Political group in Ukraine

Dovira (Довіра, /uk/, lit. 'Сredence'), translated as Trust, is a parliamentary group in the Verkhovna Rada and political party in Ukraine, consisting of 20 previously non-partisan representatives. It was formed in the 9th Ukrainian Verkhovna Rada on 6 December 2019. On 12 June 2020, a political party of the same name was registered on the basis of the parliamentary group.

==History==
Dovira was registered as a parliamentary group of pro-government deputies on 6 December 2019. The deputies who entered Dovira were former members of the Petro Poroshenko Bloc, the People's Front, representatives of the Our Land party, ex-regionals and a deputy from Self Reliance.

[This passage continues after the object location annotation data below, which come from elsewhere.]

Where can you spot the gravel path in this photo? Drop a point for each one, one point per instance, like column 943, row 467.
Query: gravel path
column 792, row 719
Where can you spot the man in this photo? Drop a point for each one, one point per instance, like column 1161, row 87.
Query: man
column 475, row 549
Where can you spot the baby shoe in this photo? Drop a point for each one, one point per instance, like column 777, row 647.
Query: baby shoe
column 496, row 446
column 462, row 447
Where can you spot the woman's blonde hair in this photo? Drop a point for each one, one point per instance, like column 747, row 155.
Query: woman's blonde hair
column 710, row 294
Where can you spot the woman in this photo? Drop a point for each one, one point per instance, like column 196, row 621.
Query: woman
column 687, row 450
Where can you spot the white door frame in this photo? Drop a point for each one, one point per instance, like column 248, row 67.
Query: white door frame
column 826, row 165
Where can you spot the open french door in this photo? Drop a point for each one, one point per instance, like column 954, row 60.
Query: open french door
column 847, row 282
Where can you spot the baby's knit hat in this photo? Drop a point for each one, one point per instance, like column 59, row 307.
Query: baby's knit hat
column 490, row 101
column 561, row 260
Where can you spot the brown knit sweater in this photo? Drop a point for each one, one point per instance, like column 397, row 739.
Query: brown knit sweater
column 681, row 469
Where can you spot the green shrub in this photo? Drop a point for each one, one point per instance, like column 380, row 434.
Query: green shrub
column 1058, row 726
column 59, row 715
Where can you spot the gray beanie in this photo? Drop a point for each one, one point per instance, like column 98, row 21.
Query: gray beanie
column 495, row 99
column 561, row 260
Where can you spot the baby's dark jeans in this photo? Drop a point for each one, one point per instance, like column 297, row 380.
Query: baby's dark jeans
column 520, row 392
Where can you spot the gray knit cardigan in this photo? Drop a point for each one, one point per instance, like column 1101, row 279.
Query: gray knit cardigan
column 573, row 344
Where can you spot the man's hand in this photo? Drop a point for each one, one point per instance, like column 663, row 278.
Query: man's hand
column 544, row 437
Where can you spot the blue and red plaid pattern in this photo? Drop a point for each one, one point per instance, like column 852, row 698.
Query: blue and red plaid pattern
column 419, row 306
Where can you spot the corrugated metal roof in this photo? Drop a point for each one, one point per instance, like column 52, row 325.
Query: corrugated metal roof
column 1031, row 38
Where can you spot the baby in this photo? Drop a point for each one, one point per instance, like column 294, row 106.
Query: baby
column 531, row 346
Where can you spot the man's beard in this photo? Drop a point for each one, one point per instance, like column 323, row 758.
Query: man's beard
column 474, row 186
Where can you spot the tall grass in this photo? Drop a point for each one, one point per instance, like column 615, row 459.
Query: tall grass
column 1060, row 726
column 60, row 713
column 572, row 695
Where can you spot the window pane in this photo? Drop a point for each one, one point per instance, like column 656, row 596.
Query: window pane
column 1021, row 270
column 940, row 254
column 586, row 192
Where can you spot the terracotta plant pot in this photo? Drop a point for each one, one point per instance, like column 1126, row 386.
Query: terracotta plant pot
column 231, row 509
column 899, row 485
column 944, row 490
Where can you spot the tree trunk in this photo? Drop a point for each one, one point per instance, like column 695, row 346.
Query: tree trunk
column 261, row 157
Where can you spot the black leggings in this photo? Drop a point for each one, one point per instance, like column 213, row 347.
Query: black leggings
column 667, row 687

Although originally created to function solely as a parliamentary group at the national level rather than a political party, in the 2020 Ukrainian local elections, candidates representing the organization contested regional council seats and municipal positions across the country.

Twenty three of the group's mayoral candidates were elected, garnering about 3.14 percent of the total mayoral vote in Ukraine. Trust saw some success in Ternopil Oblast, where it gained six seats on the Ternopil Oblast Council. The organization saw its best result in Poltava Oblast, winning a plurality of sixteen seats on the Poltava Oblast Council. Nationally, Dovira candidates secured 459 seats on regional and municipal councils across Ukraine, out of a total of 43,122 up for election. The party obtained 1.08% of the total votes cast in the 2020 local election, putting it in thirteenth place overall. According to Ukrainian NGO Chesno and Ukrainian investigation platform Bihus.Info four Dovira faction members (Vasyl Petiovka, Valerii Lunchenko, Robert Horvat and Vladislav Poliak) developed the local Zakarpattia Oblast party Native Zakarpattia. This part won 12 of the 64 seats in the Zakarpattia Oblast Council.

==Members in parliament==

===Leaders===
- Oleh Kulinich – chairman (former Revival member)
- Valerii Lunchenko – deputy chairman (former People's Front member)

===Other members===
- Volodymyr Areshonkov (former European Solidarity member)
- Mykola Babenko (Bila Tserkva Together)
- Pavlo Bakunets (Self Reliance)
- Serhiy Velmozhnyi (Our Land)
- Robert Horvat (former European Solidarity member)
- Maxim Efimov (former European Solidarity member)
- Andriy Ivanchuk (former People's Front member)
- Andriy Kit (independent)
- Oleksandr Kovalov (independent)
- Mykola Liushniak (former European Solidarity member)
- Vasyl Petiovka (Andriy Baloha's Team)
- Borys Prykhodko (independent)
- Oleksandr Sukhov (Our Land)
- Serhii Shakhov (Our Land)

===Former members===
- Valeriy Davydenko (Our Land) was a member of the group until his death on May 23, 2020.